Nick Clegg has been hired by Facebook as Vice-President of Global Affairs and Communications to ‘build bridges between politics and tech.’

The Californian based role aims to improve Facebook’s relations with Brussels where the leading social media platform is facing calls for increased regulation.

This comes after Facebook was fined £94m by the European Commission for providing ‘misleading’ information about its $19bn takeover of Whatsapp in 2014. The company has also faced scrutiny after the Cambridge Analytica data scandal, which saw Facebook face the maximum £500,000 fine by the UK’s data protection watchdog.

Mr Clegg has faced criticism for joining Facebook months before the UK officially leaves the European Union. As a leading supporter of the People’s Vote campaign and pro-remainer lobbying to stop Brexit, his decisions to leave the UK and no longer play a public role in the Brexit debate and Britain’s future has been seen by some as a poor one.  

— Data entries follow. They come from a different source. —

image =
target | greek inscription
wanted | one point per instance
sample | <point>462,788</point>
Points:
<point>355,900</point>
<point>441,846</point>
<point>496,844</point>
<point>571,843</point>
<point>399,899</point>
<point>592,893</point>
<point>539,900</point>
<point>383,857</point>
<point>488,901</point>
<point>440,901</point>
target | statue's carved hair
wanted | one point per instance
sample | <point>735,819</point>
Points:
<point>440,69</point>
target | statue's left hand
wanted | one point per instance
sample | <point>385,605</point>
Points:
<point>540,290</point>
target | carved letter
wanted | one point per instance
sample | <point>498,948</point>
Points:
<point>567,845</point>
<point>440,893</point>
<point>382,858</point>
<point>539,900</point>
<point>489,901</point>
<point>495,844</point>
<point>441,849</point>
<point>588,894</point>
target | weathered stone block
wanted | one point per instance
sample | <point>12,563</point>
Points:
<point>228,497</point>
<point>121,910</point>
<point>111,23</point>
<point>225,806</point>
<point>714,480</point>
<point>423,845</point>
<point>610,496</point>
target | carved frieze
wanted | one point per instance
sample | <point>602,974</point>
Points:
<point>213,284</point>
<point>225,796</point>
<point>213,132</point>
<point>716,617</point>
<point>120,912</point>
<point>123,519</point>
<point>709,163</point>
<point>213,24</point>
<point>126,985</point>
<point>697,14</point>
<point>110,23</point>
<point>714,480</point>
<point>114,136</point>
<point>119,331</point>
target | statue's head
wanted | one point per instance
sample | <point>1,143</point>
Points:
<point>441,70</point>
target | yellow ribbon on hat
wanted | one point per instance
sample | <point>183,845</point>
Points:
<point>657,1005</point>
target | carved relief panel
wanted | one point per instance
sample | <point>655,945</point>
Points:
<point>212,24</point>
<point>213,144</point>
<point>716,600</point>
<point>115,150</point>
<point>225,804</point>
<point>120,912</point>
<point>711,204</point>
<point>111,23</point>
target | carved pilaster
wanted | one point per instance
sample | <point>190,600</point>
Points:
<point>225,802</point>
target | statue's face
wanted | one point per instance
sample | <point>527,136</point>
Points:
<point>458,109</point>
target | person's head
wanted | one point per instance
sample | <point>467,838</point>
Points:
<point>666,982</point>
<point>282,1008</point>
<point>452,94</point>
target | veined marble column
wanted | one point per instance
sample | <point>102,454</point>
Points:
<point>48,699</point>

The former politician has also previously criticised Facebook in the past, commenting in a London Evening Standard column, ‘I’m not especially bedazzled by Facebook, I actually find the messianic Californian new-worldy-touchy-feely culture of Facebook a little grating.’ However, in a recent Guardian article defending his decision to move to the US, he argued that working to bring about change at Silicon Valley is a better plan than seeking to curb them.

While surprising, the announcement has seen some positive reaction, with Tom Watson, Deputy Leader of the Labour Party, expressing his excitement about Mr Clegg’s new role as a step forward to succumb the ‘serious concerns about Facebook’s lack of democratic accountability.’ Yet Michael Meadowcroft, a writer for The Guardian, has suggested that if he could not argue a better deal out of the 2010-15 coalition, ‘how is he going to transform the inherent inevitability of the insensitivity of the vast Facebook machine?’.

Nick Clegg is the former leader of the Liberal Democrats and was Deputy Prime Minister of the 2010-2015 Cameron-Clegg coalition government, but lost his seat in Parliament during the 2017 general election. Amongst the student population, he became controversial after not stopping the Conservatives from increasing tuition fees despite his pledge to scrap them in his 2010 election manifesto.